My target platform is an RPi 3 or similar running headless except for the microphone and GPIO output

Let say you have a werewolf in a movie. It can talk, growl, snarl, move it's ears and generate other expressions. What you don;t see if the 5 or 6 people off to one side who are the puppeteers that control all of the servos to make the creature 'act'.
This is great however if you want to take the same creature and place them in a convention or Cos-Play environment it is unpractical to have the puppeteers trying to handle unscripted situations.
I can use the actor/wearer's face to pick up various movements like the eyebrows etc.
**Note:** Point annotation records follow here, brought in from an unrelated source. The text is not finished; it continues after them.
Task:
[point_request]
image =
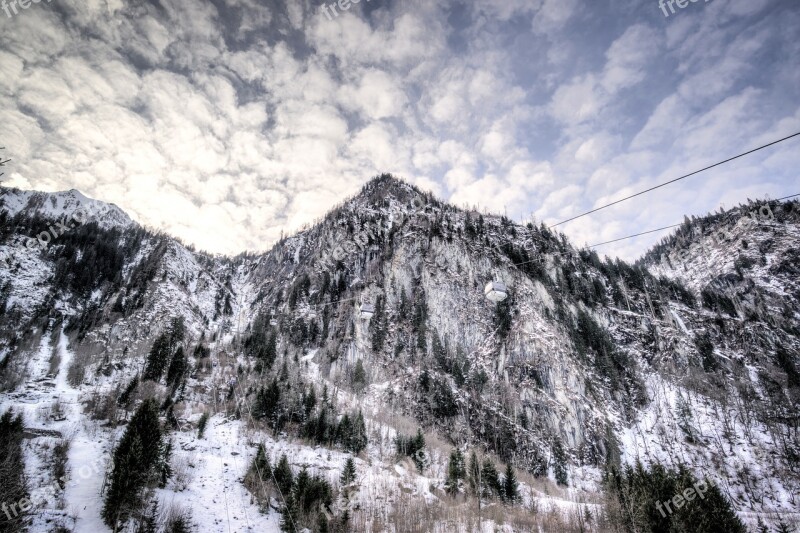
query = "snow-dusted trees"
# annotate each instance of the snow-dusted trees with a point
(456, 472)
(135, 460)
(13, 488)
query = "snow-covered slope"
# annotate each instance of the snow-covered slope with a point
(672, 360)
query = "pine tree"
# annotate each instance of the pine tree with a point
(456, 472)
(378, 325)
(684, 416)
(283, 476)
(490, 480)
(474, 474)
(177, 368)
(359, 376)
(135, 458)
(164, 467)
(13, 487)
(510, 486)
(150, 522)
(289, 518)
(158, 358)
(358, 438)
(201, 425)
(559, 463)
(261, 464)
(349, 472)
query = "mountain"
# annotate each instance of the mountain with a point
(347, 338)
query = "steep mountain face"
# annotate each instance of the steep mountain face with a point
(691, 356)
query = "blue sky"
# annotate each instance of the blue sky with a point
(227, 122)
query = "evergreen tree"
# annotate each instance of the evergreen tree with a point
(510, 486)
(685, 418)
(359, 376)
(267, 405)
(289, 518)
(177, 332)
(358, 441)
(158, 358)
(283, 476)
(201, 425)
(164, 467)
(349, 472)
(474, 474)
(261, 465)
(490, 480)
(177, 368)
(378, 325)
(559, 463)
(135, 459)
(456, 472)
(13, 488)
(125, 398)
(150, 522)
(179, 524)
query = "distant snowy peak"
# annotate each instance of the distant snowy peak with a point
(54, 206)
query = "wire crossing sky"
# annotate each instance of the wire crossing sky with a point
(227, 122)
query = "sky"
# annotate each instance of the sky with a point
(226, 123)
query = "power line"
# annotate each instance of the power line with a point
(634, 235)
(676, 179)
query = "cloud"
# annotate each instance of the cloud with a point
(226, 123)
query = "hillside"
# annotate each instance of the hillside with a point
(688, 357)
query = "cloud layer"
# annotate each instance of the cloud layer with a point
(226, 123)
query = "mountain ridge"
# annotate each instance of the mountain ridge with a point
(587, 363)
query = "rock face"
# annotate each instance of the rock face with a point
(689, 356)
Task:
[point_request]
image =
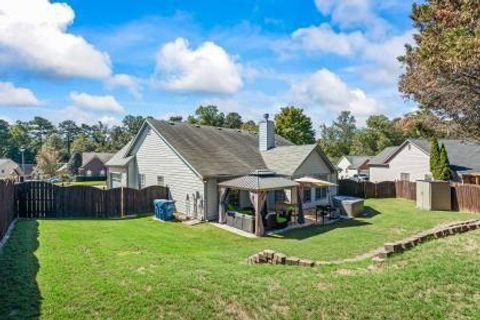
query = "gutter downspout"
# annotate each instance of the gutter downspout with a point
(205, 199)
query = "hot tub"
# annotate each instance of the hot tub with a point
(349, 206)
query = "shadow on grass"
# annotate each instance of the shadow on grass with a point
(315, 230)
(19, 292)
(369, 212)
(81, 218)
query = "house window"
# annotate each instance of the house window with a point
(160, 181)
(307, 195)
(320, 193)
(141, 181)
(116, 180)
(233, 199)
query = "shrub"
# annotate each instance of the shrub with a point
(90, 178)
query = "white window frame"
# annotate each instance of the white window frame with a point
(161, 181)
(142, 180)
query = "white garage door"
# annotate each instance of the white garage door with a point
(116, 179)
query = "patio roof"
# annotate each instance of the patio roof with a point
(309, 181)
(260, 180)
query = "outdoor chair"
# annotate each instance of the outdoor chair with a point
(272, 220)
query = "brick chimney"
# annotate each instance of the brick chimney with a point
(266, 134)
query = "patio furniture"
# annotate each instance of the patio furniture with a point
(349, 206)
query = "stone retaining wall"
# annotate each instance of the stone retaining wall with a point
(277, 258)
(378, 255)
(440, 232)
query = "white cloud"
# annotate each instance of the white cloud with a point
(96, 103)
(124, 80)
(6, 118)
(33, 35)
(13, 96)
(324, 89)
(323, 38)
(208, 68)
(81, 116)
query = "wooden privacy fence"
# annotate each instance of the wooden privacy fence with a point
(36, 199)
(384, 189)
(466, 197)
(7, 206)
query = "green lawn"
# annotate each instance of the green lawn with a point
(143, 269)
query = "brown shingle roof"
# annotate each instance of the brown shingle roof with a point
(212, 151)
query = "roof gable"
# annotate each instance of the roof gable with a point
(221, 152)
(87, 157)
(464, 156)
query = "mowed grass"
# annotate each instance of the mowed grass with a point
(143, 269)
(98, 184)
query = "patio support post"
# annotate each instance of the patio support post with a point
(258, 200)
(222, 218)
(301, 217)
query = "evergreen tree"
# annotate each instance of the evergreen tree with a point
(445, 173)
(74, 163)
(292, 124)
(434, 158)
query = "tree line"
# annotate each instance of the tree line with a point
(48, 144)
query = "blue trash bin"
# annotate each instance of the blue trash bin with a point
(164, 209)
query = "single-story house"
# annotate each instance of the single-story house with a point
(9, 169)
(411, 161)
(93, 164)
(349, 166)
(192, 160)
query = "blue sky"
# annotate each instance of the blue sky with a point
(90, 61)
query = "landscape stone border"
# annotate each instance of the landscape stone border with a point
(392, 248)
(378, 256)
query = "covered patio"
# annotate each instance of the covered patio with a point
(263, 202)
(260, 186)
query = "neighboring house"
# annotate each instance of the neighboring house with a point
(411, 161)
(192, 159)
(348, 166)
(9, 169)
(93, 164)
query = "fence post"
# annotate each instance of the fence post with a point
(122, 202)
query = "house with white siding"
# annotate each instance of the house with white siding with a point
(192, 159)
(9, 169)
(411, 161)
(349, 166)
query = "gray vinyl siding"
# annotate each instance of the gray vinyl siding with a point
(315, 166)
(117, 170)
(409, 159)
(155, 158)
(6, 169)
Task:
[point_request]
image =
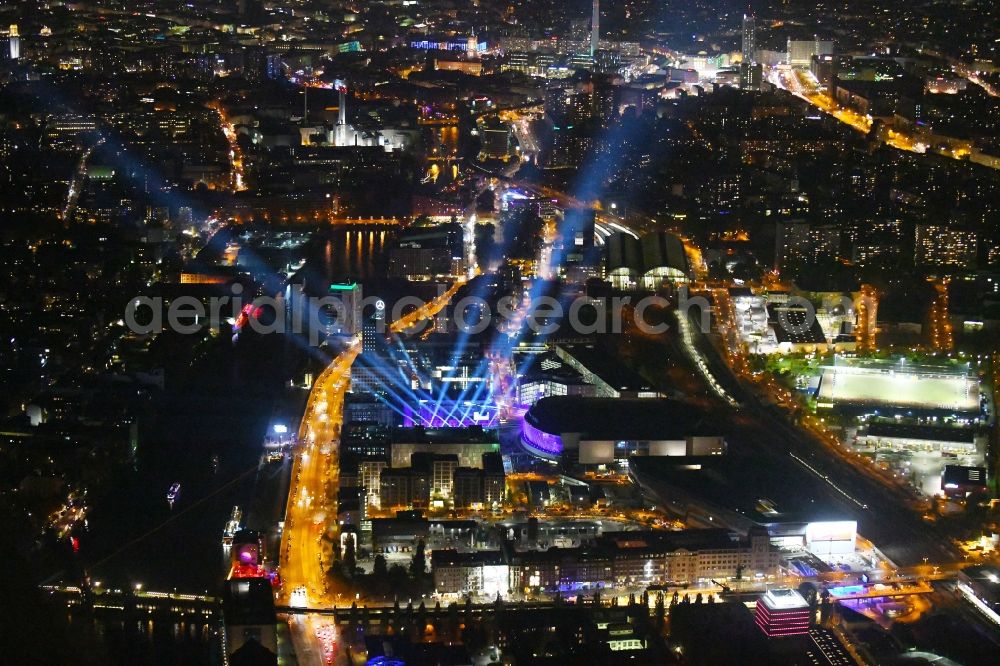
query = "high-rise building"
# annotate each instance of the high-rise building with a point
(595, 27)
(14, 42)
(801, 52)
(782, 612)
(938, 245)
(749, 37)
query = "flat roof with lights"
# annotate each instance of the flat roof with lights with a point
(784, 599)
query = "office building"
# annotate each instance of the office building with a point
(938, 245)
(782, 613)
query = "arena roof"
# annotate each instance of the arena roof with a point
(618, 419)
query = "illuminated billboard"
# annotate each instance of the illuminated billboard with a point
(834, 537)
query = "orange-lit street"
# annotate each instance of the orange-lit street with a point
(312, 497)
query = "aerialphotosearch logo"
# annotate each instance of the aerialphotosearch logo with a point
(320, 317)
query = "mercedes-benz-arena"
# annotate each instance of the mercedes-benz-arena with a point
(902, 386)
(601, 431)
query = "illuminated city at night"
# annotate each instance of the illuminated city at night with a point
(383, 333)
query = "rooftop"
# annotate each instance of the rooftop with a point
(617, 419)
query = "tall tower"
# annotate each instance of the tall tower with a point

However if the suit can also pick up the actor's speech and approximate enunciation then that would be brilliant

Many thanks for any advice etc.

User avatar
Lead Software Architect
Re: Phoneme extraction

Fri Oct 13, 2017 3:50 pm

Syn.Speech being based on Sphinx-4 architecture was designed from ground up for recognizing streams of words rather than phonemes. Being a traditional implementation the ASR tracks words rather than individual phoneme tokens.

Although phoneme recognition would assist in pronunciation modelling I am unsure if with the current code base one can channel the framework into phoneme recognition without considerable changes.

There could be ways around this limitation but I haven't put much thought into it.